How to define a CAS in database as external resource for an annotator in uimaFIT?


I am trying to structure my a data processing pipeline using uimaFit as follows:

[annotatorA] => [Consumer to dump annotatorA's annotations from CAS into DB]

[annotatorB (should take on annotatorA's annotations from DB as input)]=>[Consumer for annotatorB]

The driver code:

   /* Step 0: Create a reader */
    CollectionReader readerInstance= CollectionReaderFactory.createCollectionReader(
            FilePathReader.class, typeSystem,
            FilePathReader.PARAM_INPUT_FILE,"/path/to/file/to/be/processed");

   /*Step1: Define Annotoator A*/
    AnalysisEngineDescription annotatorAInstance=
           AnalysisEngineFactory.createPrimitiveDescription(
                    annotatorADbConsumer.class, typeSystem, 
                    annotatorADbConsumer.PARAM_DB_URL,"localhost",
                    annotatorADbConsumer.PARAM_DB_NAME,"xyz",
                    annotatorADbConsumer.PARAM_DB_USER_NAME,"name",
                    annotatorADbConsumer.PARAM_DB_USER_PWD,"pw");
    builder.add(annotatorAInstance);

    /* Step2: Define binding for annotatorB to take 
         what-annotator-a put in DB above as input */

    /*Step 3: Define annotator B */
    AnalysisEngineDescription annotatorBInstance =
            AnalysisEngineFactory.createPrimitiveDescription(
                    GateDateTimeLengthAnnotator.class,typeSystem)
    builder.add(annotatorBInstance);

    /*Step 4: Run the pipeline*/
    SimplePipeline.runPipeline(readerInstance, builder.createAggregate());

Questions I have are:

  1. Is the above approach correct?
  2. How do we define the depencdency of annotatorA's output in annotatorB in step 2?

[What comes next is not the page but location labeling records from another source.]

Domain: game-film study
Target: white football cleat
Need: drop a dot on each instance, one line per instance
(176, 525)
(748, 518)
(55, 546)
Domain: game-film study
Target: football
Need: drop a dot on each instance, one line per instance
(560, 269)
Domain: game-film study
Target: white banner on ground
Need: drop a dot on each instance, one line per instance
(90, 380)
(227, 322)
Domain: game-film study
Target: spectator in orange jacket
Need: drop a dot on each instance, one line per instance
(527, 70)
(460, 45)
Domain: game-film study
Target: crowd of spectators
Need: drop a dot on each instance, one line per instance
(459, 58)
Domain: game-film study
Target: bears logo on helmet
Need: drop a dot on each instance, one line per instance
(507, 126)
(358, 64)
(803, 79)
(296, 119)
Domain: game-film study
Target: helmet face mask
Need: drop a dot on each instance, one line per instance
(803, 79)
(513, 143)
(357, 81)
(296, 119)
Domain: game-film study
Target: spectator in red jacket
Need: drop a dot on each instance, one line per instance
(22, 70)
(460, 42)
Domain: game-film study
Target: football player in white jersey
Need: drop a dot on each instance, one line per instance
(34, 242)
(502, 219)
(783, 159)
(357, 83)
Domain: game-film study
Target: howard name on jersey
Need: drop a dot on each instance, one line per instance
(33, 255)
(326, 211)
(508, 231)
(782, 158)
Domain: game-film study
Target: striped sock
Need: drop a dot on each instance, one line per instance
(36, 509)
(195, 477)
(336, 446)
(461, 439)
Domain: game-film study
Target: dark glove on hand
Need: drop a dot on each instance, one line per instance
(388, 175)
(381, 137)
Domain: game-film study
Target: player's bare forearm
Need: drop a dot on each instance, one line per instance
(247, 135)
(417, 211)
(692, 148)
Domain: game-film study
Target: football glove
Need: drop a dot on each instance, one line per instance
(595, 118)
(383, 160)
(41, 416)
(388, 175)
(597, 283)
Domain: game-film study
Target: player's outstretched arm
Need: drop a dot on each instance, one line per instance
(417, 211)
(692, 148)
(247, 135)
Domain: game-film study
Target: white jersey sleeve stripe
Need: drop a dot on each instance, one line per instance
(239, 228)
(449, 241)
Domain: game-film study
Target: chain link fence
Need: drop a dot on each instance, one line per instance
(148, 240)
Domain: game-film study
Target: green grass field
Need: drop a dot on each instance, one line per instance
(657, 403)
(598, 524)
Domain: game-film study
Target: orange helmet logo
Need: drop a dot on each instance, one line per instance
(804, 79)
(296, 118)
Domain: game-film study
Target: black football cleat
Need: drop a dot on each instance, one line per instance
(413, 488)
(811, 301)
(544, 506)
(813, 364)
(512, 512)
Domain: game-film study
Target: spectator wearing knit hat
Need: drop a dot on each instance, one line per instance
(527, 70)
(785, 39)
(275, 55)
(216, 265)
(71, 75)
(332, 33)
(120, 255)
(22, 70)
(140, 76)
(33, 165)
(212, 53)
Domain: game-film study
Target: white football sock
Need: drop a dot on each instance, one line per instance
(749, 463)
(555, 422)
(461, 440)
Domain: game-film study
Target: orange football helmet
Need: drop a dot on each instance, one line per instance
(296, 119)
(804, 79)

Is the approach suggested at https://code.google.com/p/uimafit/wiki/ExternalResources#Resource_injection , the right direction to achieve it ?


Solution

  • You can define the dependency with @TypeCapability like this:

    @TypeCapability(inputs = { "com.myproject.types.MyType", ... }, outputs = { ... })
    public class MyAnnotator extends JCasAnnotator_ImplBase {
        ....
    }
    

    Note that it defines a contract at the annotation level, not the engine level (meaning that any Engine could create com.myproject.types.MyType).

    I don't think there are ways to enforce it.

    I did create some code to check that an Engine is provided with the right required Annotations in the upstream of a pipeline, and prints an error log otherwise (see Pipeline.checkAndAddCapabilities() and Pipeline.addCapabilities() ). Note however that it will only work if all Engines define their TypeCapabilities, which is often not the case when one uses external Engines/libraries.